Figure 5 Dynamic OneEval-202605 Table Reasoning Leaderboard

Table reasoning only features the R-Stress test item, but its overall scores are significantly higher than the previous two dimensions. Qwen3.5-plus leads at 90.0%. The top five (Qwen3.5-plus, GPT-5.5, Gemini-3.1-pro, Claude-opus-4.6-thinking, Gemini-3-pro, Glm-5) all scored above 83.3%. In contrast, Llama-3.1-8b scored only 26.7%, creating a range exceeding 63 percentage points. This distribution suggests that the highly structured presentation of tables (cell alignment, row/column constraints) provides the model with clear operational boundaries, substantially reducing the uncertainty of free-form reasoning. The very fact that table knowledge is not easily “stressed away” reflects a characteristic: the bottleneck in table reasoning lies not in missing knowledge, but in the combinatorial execution capability of structural parsing and conditional constraints. Combining all three dimensions, the capability landscape of current models follows a decreasing pattern of “Table > Text > KG.” However, the reversal in K/R-Stress performance for Text and KG reasoning reminds us that a single score can easily mask structural weaknesses, and true reasoning robustness requires a comprehensive assessment under multiple pressure combinations.
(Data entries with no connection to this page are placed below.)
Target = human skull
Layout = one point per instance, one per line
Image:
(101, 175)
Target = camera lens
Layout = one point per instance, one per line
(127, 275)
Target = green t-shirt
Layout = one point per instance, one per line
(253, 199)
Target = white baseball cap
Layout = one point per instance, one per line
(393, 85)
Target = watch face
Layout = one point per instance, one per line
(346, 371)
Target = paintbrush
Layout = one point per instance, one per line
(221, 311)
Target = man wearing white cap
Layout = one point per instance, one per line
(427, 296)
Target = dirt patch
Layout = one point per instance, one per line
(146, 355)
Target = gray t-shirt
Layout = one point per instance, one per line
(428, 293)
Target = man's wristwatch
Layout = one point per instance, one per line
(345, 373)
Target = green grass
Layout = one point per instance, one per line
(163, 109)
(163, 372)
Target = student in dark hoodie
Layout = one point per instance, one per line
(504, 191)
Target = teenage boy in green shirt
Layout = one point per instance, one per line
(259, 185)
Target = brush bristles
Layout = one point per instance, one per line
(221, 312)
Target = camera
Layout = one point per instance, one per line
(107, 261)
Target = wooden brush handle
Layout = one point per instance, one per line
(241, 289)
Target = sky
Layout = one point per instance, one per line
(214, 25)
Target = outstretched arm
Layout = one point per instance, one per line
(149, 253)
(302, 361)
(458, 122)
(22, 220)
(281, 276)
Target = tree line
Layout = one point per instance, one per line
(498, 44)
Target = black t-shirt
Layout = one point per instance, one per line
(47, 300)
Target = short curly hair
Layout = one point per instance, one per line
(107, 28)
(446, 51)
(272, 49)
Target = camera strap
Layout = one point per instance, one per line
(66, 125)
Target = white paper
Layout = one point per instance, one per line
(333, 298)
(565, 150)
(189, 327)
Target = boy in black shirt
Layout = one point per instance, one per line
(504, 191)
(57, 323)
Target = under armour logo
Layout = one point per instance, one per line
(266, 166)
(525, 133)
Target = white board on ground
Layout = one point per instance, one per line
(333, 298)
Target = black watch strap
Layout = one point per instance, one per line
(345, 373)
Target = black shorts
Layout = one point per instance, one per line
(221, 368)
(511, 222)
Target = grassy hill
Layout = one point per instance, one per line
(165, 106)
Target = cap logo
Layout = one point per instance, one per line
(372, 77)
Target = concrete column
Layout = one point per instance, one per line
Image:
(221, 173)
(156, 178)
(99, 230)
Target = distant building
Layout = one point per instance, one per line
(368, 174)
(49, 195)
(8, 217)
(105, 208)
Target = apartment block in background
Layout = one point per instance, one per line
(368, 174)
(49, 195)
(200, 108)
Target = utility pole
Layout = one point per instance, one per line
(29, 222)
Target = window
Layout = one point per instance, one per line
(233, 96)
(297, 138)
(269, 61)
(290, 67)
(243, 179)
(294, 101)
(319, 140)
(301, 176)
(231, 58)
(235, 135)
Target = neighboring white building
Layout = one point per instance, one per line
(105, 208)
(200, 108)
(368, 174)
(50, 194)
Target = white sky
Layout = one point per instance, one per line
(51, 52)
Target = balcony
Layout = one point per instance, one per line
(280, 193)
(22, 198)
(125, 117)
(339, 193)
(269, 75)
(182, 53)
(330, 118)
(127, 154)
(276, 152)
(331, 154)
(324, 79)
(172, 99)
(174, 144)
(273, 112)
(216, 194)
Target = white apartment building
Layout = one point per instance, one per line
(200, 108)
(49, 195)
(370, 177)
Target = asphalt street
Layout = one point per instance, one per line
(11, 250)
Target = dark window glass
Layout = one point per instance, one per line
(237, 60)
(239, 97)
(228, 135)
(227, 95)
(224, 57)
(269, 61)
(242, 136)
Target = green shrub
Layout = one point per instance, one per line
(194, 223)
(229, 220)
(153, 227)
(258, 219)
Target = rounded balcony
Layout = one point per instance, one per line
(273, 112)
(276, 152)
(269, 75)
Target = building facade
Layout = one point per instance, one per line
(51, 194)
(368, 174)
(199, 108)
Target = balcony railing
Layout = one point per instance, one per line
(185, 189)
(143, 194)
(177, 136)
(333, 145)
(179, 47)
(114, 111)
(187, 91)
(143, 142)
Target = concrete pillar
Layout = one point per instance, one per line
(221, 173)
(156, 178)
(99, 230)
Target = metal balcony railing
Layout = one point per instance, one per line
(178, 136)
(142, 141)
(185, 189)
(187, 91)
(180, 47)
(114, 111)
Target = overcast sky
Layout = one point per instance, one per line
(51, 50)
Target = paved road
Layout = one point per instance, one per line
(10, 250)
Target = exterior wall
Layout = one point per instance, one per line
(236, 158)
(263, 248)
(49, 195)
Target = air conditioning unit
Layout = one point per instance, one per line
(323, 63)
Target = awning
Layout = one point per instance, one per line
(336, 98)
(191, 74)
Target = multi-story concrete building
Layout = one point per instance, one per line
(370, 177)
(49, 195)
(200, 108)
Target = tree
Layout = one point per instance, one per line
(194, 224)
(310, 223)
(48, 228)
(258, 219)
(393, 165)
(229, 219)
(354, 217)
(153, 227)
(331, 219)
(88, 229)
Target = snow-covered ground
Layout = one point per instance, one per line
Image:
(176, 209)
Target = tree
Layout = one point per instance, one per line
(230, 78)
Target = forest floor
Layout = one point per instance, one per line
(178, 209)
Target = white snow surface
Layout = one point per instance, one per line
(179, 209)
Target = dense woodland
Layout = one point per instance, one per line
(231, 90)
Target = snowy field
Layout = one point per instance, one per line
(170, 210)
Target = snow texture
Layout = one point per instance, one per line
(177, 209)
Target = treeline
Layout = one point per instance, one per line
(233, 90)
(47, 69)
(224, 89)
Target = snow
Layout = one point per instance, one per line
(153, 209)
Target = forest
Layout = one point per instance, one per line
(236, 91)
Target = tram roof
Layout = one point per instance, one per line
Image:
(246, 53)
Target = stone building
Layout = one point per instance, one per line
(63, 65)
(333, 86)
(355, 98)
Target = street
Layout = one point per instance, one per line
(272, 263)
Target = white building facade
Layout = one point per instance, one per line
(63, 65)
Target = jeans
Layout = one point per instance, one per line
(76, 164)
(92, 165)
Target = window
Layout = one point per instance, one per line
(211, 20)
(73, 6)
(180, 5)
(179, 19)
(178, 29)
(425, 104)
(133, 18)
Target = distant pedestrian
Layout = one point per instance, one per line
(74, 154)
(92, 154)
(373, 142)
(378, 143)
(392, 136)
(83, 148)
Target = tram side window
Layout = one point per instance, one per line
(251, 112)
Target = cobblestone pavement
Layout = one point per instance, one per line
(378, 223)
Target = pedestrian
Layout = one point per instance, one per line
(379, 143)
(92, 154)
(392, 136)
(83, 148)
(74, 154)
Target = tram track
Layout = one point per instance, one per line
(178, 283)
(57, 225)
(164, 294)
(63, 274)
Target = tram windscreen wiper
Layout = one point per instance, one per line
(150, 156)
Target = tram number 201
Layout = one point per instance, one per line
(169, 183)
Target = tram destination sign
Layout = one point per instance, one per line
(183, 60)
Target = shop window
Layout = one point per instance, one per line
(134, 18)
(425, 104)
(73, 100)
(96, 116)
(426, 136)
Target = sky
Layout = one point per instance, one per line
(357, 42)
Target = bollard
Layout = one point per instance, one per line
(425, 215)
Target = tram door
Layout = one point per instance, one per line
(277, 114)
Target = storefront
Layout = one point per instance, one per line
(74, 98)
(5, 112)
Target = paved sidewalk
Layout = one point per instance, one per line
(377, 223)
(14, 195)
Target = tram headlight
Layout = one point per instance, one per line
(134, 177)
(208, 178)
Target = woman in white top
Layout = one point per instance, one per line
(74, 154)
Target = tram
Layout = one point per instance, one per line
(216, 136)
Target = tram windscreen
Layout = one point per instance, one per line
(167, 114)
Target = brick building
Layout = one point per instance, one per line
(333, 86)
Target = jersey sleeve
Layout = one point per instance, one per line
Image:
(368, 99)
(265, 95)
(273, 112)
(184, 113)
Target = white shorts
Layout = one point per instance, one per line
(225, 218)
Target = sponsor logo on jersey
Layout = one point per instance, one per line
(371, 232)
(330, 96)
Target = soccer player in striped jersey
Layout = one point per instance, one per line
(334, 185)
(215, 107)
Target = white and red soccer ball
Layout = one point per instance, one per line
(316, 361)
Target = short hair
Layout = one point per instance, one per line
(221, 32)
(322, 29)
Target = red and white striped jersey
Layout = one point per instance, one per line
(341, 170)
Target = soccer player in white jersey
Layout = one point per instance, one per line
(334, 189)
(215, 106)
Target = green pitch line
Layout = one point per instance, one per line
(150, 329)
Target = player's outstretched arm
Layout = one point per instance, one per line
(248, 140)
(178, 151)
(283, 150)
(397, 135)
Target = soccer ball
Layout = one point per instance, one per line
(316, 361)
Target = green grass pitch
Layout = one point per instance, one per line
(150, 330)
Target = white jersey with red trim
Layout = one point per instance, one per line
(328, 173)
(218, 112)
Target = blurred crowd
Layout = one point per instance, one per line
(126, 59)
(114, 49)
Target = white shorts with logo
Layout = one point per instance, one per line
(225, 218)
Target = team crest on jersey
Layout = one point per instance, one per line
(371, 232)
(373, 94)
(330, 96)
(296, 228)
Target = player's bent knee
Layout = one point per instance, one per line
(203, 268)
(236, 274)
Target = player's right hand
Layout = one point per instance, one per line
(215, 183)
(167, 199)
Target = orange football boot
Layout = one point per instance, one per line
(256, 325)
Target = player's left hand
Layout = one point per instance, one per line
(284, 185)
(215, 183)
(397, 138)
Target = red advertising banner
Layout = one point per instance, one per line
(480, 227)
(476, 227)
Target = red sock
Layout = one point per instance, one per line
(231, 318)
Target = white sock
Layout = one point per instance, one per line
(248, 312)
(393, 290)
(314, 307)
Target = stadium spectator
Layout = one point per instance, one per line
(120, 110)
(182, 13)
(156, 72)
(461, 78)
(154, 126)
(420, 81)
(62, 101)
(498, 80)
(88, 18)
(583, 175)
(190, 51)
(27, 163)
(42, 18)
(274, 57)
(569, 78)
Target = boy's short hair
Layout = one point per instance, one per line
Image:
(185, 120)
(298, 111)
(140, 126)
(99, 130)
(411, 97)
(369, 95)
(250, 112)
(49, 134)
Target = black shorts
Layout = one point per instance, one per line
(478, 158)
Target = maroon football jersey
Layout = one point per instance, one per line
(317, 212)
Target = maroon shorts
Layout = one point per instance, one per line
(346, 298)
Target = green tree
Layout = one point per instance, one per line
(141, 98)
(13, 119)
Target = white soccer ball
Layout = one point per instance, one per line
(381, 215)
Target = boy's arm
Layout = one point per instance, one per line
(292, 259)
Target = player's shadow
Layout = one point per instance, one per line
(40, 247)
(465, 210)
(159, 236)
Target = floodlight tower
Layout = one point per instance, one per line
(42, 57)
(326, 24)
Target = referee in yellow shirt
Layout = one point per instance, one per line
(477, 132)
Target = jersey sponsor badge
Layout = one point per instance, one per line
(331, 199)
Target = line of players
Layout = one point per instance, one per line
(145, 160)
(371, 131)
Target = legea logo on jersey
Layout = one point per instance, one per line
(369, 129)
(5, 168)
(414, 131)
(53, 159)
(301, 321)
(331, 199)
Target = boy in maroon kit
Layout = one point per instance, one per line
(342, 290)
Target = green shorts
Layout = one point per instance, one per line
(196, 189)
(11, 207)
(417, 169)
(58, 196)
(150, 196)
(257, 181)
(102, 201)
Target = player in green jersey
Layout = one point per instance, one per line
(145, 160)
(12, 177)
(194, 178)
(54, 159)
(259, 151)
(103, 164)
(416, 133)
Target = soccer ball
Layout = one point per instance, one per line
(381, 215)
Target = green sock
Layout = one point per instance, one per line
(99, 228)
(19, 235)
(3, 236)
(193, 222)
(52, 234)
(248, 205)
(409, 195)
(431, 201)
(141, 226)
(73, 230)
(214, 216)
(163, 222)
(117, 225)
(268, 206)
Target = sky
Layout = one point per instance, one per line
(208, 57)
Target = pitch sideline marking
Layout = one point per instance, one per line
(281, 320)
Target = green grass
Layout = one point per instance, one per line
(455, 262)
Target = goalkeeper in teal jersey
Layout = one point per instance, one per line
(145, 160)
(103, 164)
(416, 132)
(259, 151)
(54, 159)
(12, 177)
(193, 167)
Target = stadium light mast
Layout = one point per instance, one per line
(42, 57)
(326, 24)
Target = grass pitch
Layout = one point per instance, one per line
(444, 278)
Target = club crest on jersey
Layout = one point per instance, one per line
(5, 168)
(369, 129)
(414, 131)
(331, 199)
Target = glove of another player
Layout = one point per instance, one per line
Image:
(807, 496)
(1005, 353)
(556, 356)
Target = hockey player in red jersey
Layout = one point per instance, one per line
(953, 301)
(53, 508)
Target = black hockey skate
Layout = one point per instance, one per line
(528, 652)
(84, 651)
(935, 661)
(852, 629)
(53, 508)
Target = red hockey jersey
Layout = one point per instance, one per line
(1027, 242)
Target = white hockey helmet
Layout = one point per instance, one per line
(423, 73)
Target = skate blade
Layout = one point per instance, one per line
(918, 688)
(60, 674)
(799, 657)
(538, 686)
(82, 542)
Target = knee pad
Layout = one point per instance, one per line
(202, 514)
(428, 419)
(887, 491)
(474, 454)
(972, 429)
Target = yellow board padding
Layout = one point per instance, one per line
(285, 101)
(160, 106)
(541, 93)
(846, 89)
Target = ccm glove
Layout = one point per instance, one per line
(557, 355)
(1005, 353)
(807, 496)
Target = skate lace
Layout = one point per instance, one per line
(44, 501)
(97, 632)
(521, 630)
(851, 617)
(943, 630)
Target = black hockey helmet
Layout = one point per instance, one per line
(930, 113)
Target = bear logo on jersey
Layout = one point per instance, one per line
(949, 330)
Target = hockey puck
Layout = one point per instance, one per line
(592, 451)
Dynamic OneEval vs. Static Benchmarks

A key question is: Just how difficult are the Dynamic OneEval questions?

We compared the results on Dynamic OneEval with performance on the seed dataset. Taking DeepSeek-V3.2 as an example, its performance on Dynamic OneEval was significantly lower than on the original seed dataset: dropping from 80% to 30% on text reasoning and from 70% to 38.0% on KG reasoning. This performance drop demonstrates that Dynamic OneEval exposes the deep vulnerabilities in models’ knowledge reasoning by preserving and reproducing real failure patterns.